Édito | « L’affirmation d’un enseignement professionnel public, au sein du système scolaire national, est nécessaire pour garantir une telle volonté émancipatrice. »
Les politiques d’enseignement professionnel sont soumises aux tensions contradictoires des enjeux économiques des entreprises et des perspectives émancipatrices de l’École. Nul doute qu’il faille satisfaire aux besoins de qualification nécessaires à l’exercice des professions, mais une telle exigence est loin de justifier sa soumission aux intérêts des entreprises et à leurs besoins de rentabilité immédiate et de compétitivité. Ce serait renoncer à inscrire le développement des compétences professionnelles dans les ambitions d’une éducation guidée par la perspective de donner à chacune et chacun la capacité d’exercer une citoyenneté libre et responsable.
L’affirmation d’un enseignement professionnel public, au sein du système scolaire national, est nécessaire pour garantir une telle volonté émancipatrice. Elle ne peut se suffire d’un discours de surface qui se contente de répéter son intérêt pour la voie professionnelle. Elle nécessite une politique déterminée, y compris sur le plan des moyens, qui fait aujourd’hui largement défaut. La réduction des horaires d’enseignement général, la fragilisation du financement des lycées, la soumission de l’apprentissage aux branches professionnelles et la déspécialisation des formations au profit de familles de métiers sont autant de signes d’un parti pris essentiellement destiné à satisfaire les demandes des employeurs. La rhétorique de la réforme engagée en 2018 vante les parcours d’excellence et la valorisation de l’enseignement professionnel mais, sous couvert d’une prétendue modernisation pédagogique, elle a ouvert la porte à une emprise plus forte des volontés patronales, institutionnellement scellée par une convention signée entre le ministère et le MEDEF. Le développement de « l’esprit d’entreprise » et des qualités comportementales qu’il suppose y semblent plus essentiels que la transmission d’une culture commune ou la construction d’un jugement raisonné. La logique même qui pousse à la création d’écoles d’entreprise développera une meilleure capacité à répondre aux exigences particulières des emplois concernés aux dépens d’autres enjeux de la formation. On peut douter de la place qu’elles donneront aux questions liées aux droits des salariés, aux enjeux environnementaux, au développement de l’esprit critique, à l’acquisition d’une culture commune ou, tout au moins, craindre qu’elles les traitent dans des perspectives dominées par les intérêts et l’idéologie de l’entreprise. Le développement d’une connaissance assurée de ses droits se construira plus difficilement dans la relation de subordination salariale de l’apprentissage que dans la relation pédagogique permise par la voie scolaire.
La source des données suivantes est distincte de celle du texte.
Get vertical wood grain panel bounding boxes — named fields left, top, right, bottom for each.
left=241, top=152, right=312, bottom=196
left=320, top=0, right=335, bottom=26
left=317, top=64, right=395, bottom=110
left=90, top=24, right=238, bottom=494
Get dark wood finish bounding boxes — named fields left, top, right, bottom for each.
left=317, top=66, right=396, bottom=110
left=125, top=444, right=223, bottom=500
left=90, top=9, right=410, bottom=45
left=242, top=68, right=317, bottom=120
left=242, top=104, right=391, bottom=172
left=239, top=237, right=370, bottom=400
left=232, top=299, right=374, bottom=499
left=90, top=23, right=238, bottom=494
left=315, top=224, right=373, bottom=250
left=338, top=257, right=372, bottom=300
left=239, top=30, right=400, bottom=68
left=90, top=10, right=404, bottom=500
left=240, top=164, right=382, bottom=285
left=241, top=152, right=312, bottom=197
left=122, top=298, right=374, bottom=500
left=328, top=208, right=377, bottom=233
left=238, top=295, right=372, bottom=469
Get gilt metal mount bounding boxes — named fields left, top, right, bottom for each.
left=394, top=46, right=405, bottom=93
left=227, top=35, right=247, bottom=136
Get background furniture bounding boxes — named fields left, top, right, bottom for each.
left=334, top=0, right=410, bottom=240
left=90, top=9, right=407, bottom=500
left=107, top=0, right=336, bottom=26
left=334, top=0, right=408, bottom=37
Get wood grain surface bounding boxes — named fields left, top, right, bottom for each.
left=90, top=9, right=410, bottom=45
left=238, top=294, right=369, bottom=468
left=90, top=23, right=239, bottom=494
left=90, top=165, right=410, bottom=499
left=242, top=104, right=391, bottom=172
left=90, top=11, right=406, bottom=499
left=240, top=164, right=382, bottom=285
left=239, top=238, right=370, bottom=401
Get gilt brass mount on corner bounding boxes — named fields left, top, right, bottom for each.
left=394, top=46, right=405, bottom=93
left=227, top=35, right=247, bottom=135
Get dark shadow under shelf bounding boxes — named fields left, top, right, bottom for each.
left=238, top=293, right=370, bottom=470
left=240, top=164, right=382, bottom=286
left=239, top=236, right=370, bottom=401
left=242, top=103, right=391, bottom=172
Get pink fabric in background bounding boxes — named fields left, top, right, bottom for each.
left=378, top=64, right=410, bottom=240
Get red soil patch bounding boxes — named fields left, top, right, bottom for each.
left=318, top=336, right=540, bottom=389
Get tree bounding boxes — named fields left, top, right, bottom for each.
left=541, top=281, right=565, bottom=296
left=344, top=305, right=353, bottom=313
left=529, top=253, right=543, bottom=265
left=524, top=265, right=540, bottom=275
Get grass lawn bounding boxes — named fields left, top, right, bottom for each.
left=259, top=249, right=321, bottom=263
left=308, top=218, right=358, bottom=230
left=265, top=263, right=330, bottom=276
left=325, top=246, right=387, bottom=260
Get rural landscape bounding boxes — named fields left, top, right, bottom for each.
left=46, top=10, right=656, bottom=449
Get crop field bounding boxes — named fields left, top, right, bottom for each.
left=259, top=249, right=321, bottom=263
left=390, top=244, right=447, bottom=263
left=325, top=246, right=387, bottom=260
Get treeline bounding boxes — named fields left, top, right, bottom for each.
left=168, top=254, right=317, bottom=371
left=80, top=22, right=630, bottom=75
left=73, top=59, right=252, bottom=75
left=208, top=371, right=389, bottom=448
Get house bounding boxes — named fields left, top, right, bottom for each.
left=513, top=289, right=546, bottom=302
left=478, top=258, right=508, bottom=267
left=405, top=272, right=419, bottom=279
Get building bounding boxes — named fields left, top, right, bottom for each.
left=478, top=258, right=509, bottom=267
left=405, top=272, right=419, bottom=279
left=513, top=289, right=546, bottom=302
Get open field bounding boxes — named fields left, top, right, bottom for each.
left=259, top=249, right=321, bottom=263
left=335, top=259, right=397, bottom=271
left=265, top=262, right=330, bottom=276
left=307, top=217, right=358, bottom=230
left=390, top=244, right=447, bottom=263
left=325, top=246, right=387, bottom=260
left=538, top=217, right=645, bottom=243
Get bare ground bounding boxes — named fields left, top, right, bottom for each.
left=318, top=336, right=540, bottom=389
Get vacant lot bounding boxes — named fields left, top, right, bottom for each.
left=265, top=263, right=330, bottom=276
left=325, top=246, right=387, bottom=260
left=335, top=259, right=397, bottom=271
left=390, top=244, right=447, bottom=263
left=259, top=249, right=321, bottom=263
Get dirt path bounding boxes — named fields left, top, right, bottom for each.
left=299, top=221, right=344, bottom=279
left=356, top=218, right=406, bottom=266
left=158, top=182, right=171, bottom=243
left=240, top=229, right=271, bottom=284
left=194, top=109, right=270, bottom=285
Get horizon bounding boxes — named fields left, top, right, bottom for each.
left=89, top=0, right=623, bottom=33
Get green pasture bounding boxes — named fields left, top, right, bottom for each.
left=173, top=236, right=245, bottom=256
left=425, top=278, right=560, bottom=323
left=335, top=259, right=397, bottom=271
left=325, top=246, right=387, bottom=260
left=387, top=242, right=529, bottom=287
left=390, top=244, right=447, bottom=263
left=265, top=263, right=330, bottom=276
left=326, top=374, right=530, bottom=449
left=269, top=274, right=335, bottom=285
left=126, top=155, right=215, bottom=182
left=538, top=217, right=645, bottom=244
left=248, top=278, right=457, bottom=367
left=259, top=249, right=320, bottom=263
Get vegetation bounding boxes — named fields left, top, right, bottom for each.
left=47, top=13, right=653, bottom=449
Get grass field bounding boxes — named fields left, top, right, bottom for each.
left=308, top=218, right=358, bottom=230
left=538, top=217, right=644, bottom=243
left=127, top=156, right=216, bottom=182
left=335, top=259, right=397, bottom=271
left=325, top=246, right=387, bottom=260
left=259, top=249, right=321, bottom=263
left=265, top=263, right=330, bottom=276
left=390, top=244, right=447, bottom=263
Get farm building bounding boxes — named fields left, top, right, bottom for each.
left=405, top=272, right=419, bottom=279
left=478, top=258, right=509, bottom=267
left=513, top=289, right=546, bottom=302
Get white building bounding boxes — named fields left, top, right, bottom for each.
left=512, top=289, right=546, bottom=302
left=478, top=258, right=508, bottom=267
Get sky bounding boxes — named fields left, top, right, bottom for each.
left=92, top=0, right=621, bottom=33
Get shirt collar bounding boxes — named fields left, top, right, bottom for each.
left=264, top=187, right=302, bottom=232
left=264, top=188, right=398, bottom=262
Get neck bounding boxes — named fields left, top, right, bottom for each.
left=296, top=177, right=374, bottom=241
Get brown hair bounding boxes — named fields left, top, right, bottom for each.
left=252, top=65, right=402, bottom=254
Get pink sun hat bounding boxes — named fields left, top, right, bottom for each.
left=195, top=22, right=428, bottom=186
Un autre renoncement caractérise l’enseignement professionnel : les visions hiérarchisées et stéréotypées qui orientent aujourd’hui les élèves vers le lycée professionnel et ses différentes filières reposent davantage sur le jugement d’une incapacité scolaire présumée que sur l’élaboration d’un projet professionnel. Cela engendre une population scolaire fortement marquée par les origines sociales et le genre et constitue le creuset de la production et de la reproduction d’inégalités. Or, le constat est régulièrement fait que l’apprentissage, aujourd’hui soutenu par les politiques gouvernementales est une voie plus discriminante que la « voie scolaire ». On peut donc douter des capacités des choix actuels en matière d’enseignement professionnel à réduire les inégalités de classe, de race ou de genre.
Derrière un discours proclamant le lycée professionnel comme une voie d’excellence et de réussite, les mêmes mépris subsistent qui continuent à assigner les enfants des milieux populaires à la domination sociale, sans craindre de limiter leur formation aux enjeux comportementaux de l’employabilité. Nous sommes bien loin des ambitions d’éducation de ceux qui au lendemain de la Libération, Georges Cogniot, Paul Langevin ou Henri Wallon, voulaient que le principe constitutionnel de l’égalité d’accès à la formation professionnelle fasse avant tout le choix de l’élévation du niveau de connaissances et de l’accès à la culture.